La revuelta del Siete y Medio y las vicisitudes de Stefano Safamita
Los Safamita llegaron a Palermo el 9 de septiembre de 1866. Muchos de sus parientes y amigos se habían demorado en sus casas de campo o lugares de vacaciones. En la ciudad se respiraban aires de revuelta: el descontento del pueblo y la inquietud de los partidos políticos inducían a pensar que no tardaría en estallar una insurrección, a pesar de que no estuviera claro cuál de las distintas facciones encendería la mecha. Entre tanto, a primeros de agosto, había saltado el polvorín cercano al Monte Pellegrino.
El señor Antonino Cicero, el mayordomo de Palermo, había sido avisado con escasa antelación. A toda prisa había organizado una limpieza a fondo: sillones y sofás fueron despojados de sus fundas a rayas, las cortinas fueron lavadas y aprestadas, a los muebles se les aplicó una capa de cera, las alfombras fueron cepilladas. Esa noche, después de que los amos, cansados del viaje, se hubieran retirado a dormir y también las mujeres se hubieran ido a la cama tras haber acabado de recoger, el señor Antonino Cicero, Gaspare Quagliata y el señor Paolo Mercurio se reunieron en la cocina para degustar un vasito de vino dulce y para charlar, como solían hacer el día en que llegaban de Sarentini. Se informaban mutuamente acerca de los acontecimientos familiares y de las novedades de Sarentini y de Palermo.
El señor Paolo Mercurio se quejaba del viaje:
- Cañadas levantadas, llenas de cascotes, hemos tenido que recorrer. Este gobierno sólo sirve para copiar las cosas malas de los reyes Borbones: tantas promesas de carreteras, de distribución de tierras, mejoras, para después, si te he visto, no me acuerdo.
- Te equivocas, Paolo -lo corrigió Gaspare-, no es así. Es peor. ¿No te has dado cuenta del montón de malas caras que se veían durante el viaje? De no ser por nuestros guardas, vivos a Palermo no llegamos. Los veía apostados sobre las colinas. Unos cobardes, eso es lo que son: apenas aparecen nuestros guardas, se largan. Antes no era así. Los bandoleros están por todas partes, y el ejército también. Soldados del reino se llaman, pero si se tropiezan con los bandoleros, matan sólo a los desgraciados que no quieren hacer el servicio militar, a ésos sí que los fusilan, hasta queman vivos a cristianos inocentes, en sus casuchas. Pero a los ladrones, a ésos los dejan en paz.

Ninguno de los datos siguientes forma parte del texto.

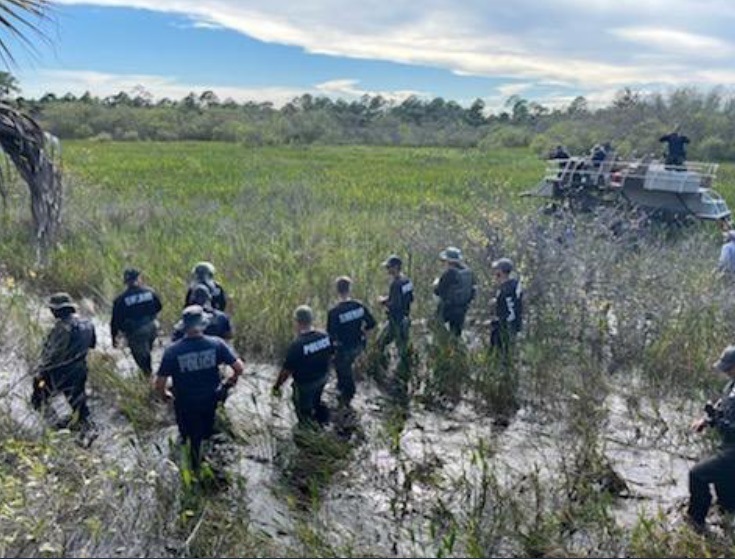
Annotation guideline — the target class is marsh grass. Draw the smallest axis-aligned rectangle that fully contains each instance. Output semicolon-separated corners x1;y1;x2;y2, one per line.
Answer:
0;143;735;557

- Unos desgraciados, sí, que no tienen monedas para comprarse la exención de la leva, como los ricos. No son mala gente: el gobierno los obliga a desertar y después roban para vivir. A peor irá todo: nos dicen que hacen falta hombres para la guerra, pero ¿quién se encarga de buscarse el pan, de casar a las hermanas, de juntar la dote, el ajuar? O acaban llenos de deudas, o roban, o no cumplen con su deber de padres y hermanos -dijo el señor Antonino, que de esas cosas entendía: era hombre de honor y por lo tanto le estaba permitido prestar a usura, actividad a la que se dedicaba casi a tiempo completo y con éxito durante los largos periodos en que los amos estaban en Sarentini.

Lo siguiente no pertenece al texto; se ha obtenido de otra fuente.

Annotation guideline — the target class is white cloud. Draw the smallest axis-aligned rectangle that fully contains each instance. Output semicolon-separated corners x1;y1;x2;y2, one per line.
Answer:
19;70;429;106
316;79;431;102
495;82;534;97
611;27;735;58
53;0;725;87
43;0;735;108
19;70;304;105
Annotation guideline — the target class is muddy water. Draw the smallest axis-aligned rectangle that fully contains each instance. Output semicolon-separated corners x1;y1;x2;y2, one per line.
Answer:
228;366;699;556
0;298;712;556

- ¡Leches, peor que los Baños de Túnez es esta leva! ¡De ahí, al menos después de dos años quedaba la esperanza de que la Limosna de Palermo nos rescatara! -exclamó Gaspare.

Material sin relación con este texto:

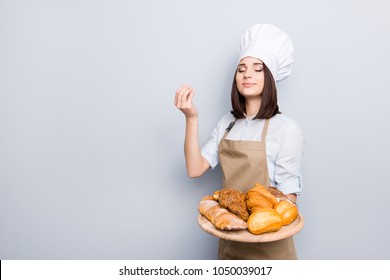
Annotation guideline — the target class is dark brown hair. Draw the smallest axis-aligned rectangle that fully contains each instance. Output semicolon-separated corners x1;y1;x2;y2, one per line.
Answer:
231;64;280;119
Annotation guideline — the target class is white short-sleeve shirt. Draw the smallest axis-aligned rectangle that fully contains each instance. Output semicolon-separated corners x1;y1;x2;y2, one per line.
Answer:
202;113;304;194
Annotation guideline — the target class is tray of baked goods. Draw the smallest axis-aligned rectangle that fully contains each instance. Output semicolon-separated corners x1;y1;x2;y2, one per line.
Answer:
198;184;304;242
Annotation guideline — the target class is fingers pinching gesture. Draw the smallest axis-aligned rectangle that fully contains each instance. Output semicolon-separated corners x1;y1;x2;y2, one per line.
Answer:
175;85;198;118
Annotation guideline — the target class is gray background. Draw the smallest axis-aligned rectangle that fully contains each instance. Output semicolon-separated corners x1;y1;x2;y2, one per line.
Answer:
0;0;390;259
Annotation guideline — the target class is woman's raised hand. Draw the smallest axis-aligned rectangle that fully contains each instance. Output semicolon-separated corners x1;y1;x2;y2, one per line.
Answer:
175;85;198;118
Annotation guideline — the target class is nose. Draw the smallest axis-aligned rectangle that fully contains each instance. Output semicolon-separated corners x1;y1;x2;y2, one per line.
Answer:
244;69;252;78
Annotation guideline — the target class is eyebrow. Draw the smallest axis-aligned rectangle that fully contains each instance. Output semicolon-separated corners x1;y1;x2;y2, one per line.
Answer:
237;62;264;67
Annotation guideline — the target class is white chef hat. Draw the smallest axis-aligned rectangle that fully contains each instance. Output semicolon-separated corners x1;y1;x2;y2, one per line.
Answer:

- Es mucho peor, ¿no os habéis enterado? -siguió el señor Antonio-. Pronto no nos acordaremos ni del nombre de las limosnas, ni de las antiguas ni de las de hoy: ¿no os han dicho en Sarentini que el gobierno está cerrando monasterios, seminarios incluso, y malvende todo lo que era de la Iglesia? Falta el pan, trabajo no se encuentra, arramblan con los rapaces para mandarlos como soldados: ahora hasta se nos quitan las monedas y nos dan pedazos de papel. Para colmo, ha vuelto el cólera. En fin, que peores amos no podríamos tener -concluyó.
A Gaspare no le gustaba el tono resabiado del mayordomo:
- Claro que me he enterado, el baroncito habla de comprar en las ventas por subasta, por eso está en Palermo.
- Ya lo sé. -El señor Antonino Cicero no le dejaba pasar ni una aquella noche-. Y sé también que no hay prisa. No había necesidad de venirse aquí en este momento tan malo.
Gaspare y el señor Paolo no añadieron nada más, y siguieron tomándose su marsala a sorbos lentos. El señor Antonino cambió de táctica:
- Qué cansado estoy, cómo me duelen las piernas… Como mulos hemos trabajado para que los amos encontraran el palacio como es debido. Ya me diréis por qué el baroncito ha querido venir a Palermo de repente, con todo lo que está ocurriendo aquí… Algo pasa…, ¿con la baronesa, quizás?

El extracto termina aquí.